C’est le grand titre de Libération. « Jeu de massacre » entre l'ancien Premier ministre François Fillon et le secrétaire général de l’Elysée Jean-Pierre Jouyet. « L’affaire Fillon-Jouyet tourne au scandale d’Etat », s’exclame Le Figaro. « Le bras droit de Hollande dans la tourmente », lance Le Parisien. « Une affaire gênante », soupire L’Est républicain. « Fillon se dit victime d’une machination », constate La Nouvelle République.

Alors, petit rappel : selon les informations du Monde, publiées samedi, François Fillon a bien incité le secrétaire général de l’Elysée Jean-Pierre Jouyet à « taper vite » - ce serait ses termes - contre Nicolas Sarkozy pour accélérer les enquêtes en cours. « Le 24 juin, rappelle Le Monde, François Fillon et Jean-Pierre Jouyet ont déjeuné en compagnie d’un ami commun dans un restaurant proche de l’Elysée. Aucun des protagonistes ne conteste que ce repas ait été pris en commun : les deux hommes se connaissent, M. Jouyet a été secrétaire d’Etat du gouvernement Fillon. Selon le récit qu’a fait Jean-Pierre Jouyet à deux journalistes du Monde, Gérard Davet et Fabrice Lhomme, François Fillon a donc demandé à l’Elysée d’intervenir afin d’accélérer le cours des affaires qui visent Nicolas Sarkozy. »

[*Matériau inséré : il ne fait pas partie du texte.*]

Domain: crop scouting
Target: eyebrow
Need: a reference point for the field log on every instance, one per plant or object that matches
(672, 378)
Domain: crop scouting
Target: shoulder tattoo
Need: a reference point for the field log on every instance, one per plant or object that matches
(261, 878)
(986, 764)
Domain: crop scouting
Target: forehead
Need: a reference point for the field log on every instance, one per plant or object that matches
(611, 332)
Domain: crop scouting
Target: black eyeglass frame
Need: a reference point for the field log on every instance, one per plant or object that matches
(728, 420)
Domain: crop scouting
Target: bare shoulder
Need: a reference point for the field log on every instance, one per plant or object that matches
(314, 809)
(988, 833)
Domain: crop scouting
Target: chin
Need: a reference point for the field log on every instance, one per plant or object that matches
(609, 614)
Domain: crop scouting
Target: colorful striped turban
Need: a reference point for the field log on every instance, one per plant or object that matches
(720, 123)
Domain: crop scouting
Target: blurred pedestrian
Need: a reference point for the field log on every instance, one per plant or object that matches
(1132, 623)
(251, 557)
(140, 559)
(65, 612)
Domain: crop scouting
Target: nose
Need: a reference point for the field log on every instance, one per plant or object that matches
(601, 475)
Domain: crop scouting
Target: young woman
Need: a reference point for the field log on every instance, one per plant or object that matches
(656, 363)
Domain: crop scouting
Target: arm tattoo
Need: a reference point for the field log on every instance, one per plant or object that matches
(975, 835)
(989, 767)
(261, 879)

Jean-Pierre Jouyet a par la suite confirmé cette conversation aux deux journalistes du Monde. Après avoir nié, il a finalement reconnu que l’affaire Bygmalion et les pénalités de Sarkozy étaient bien au menu du fameux déjeuner du 24 juin. Pour sa part, François Fillon, hier dans le JDD et devant les caméras de TF1, a démenti les propos rapportés par Le Monde et annoncé qu’il portait plainte contre le journal. Il a également accusé Jean-Pierre Jouyet de « mensonge ». Au final, rapporte Le Monde, « rien n’indique que l’exécutif ait interféré dans les procédures judiciaires (…). Contacté par le journal hier, un proche de François Hollande a assuré que la justice ne recevait pas d’ordre de l’exécutif. » Résultat, donc, le secrétaire général de l’Elysée et l’ancien Premier ministre sont dans la tourmente.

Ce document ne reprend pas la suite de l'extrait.